Where is lorazepam manufacturer




















The risk of dependence increases with higher doses and longer term use and is further increased in patients with a history of alcoholism or drug abuse or in patients with significant personality disorders.

The dependence potential is reduced when lorazepam is used at the appropriate dose for short-term treatment. Addiction-prone individuals such as drug addicts or alcoholics should be under careful surveillance when receiving lorazepam or other psychotropic agents.

In general, benzodiazepines should be prescribed for short periods only e. Extension of the treatment period should not take place without reevaluation of the need for continued therapy. Continuous long-term use of the product is not recommended. Withdrawal symptoms e. Abrupt discontinuation of product should be avoided and a gradual dosage-tapering schedule followed after extended therapy.

Abrupt termination of treatment may be accompanied by withdrawal symptoms. In patients with depression, a possibility for suicide should be borne in mind; benzodiazepines should not be used in such patients without adequate anti-depressant therapy. Lorazepam should be used with caution in patients with compromised respiratory function e.

COPD, sleep apnea syndrome. Elderly or debilitated patients may be more susceptible to the sedative effects of lorazepam. Therefore, these patients should be monitored frequently and have their dosage adjusted carefully according to patient response; the initial dosage should not exceed 2 mg. Paradoxical reactions have been occasionally reported during benzodiazepine use. Such reactions may be more likely to occur in children and the elderly.

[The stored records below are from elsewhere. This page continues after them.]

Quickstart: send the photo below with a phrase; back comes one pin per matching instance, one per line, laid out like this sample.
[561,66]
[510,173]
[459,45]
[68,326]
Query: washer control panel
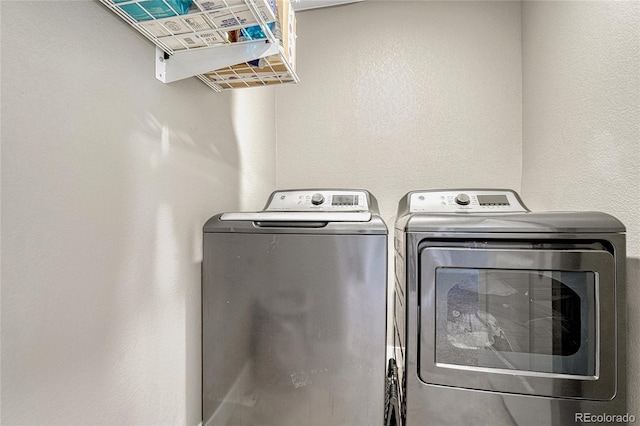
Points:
[318,200]
[466,201]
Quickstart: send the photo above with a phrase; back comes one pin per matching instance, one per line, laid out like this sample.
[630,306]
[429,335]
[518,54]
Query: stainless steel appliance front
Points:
[508,318]
[294,313]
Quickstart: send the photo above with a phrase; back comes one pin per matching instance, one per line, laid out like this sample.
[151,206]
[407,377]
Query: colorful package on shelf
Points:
[255,32]
[154,9]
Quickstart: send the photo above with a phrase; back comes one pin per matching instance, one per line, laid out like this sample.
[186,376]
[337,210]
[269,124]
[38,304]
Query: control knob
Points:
[317,199]
[463,199]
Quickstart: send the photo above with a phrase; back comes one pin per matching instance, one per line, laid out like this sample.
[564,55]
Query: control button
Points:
[463,199]
[317,199]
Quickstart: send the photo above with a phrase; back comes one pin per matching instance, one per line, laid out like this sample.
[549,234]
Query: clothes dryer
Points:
[506,316]
[294,312]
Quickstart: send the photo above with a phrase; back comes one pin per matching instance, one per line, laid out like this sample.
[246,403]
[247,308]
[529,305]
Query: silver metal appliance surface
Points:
[294,312]
[505,316]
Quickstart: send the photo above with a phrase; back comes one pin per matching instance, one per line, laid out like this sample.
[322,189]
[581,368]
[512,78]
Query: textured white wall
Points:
[107,178]
[398,96]
[581,124]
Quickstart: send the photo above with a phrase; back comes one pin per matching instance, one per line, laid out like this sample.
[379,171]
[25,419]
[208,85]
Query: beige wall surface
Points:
[399,96]
[581,124]
[107,178]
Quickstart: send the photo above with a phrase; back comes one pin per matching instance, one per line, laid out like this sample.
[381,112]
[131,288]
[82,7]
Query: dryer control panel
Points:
[318,200]
[466,201]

Should these occur, use of the drug should be discontinued. The usual precautions for treating patients with impaired renal or hepatic function should be observed. Dosage for patients with severe hepatic insufficiency should be adjusted carefully according to patient response; lower doses may be sufficient in such patients. In patients where gastrointestinal or cardiovascular disorders coexist with anxiety, it should be noted that lorazepam has not been shown to be of significant benefit in treating the gastrointestinal or cardiovascular component.

The no-effect dose was 1. The effect was reversible only when the treatment was withdrawn within 2 months of first observation of the phenomenon. The clinical significance of this is unknown. However, use of lorazepam for prolonged periods and in geriatric patients requires caution, and there should be frequent monitoring for symptoms of upper G. Safety and effectiveness of lorazepam in children of less than 12 years have not been established.

To assure the safe and effective use of lorazepam, patients should be informed that, since benzodiazepines may produce psychological and physical dependence, it is advisable that they consult with their physician before either increasing the dose or abruptly discontinuing this drug. Some patients on lorazepam have developed leukopenia, and some have had elevations of LDH.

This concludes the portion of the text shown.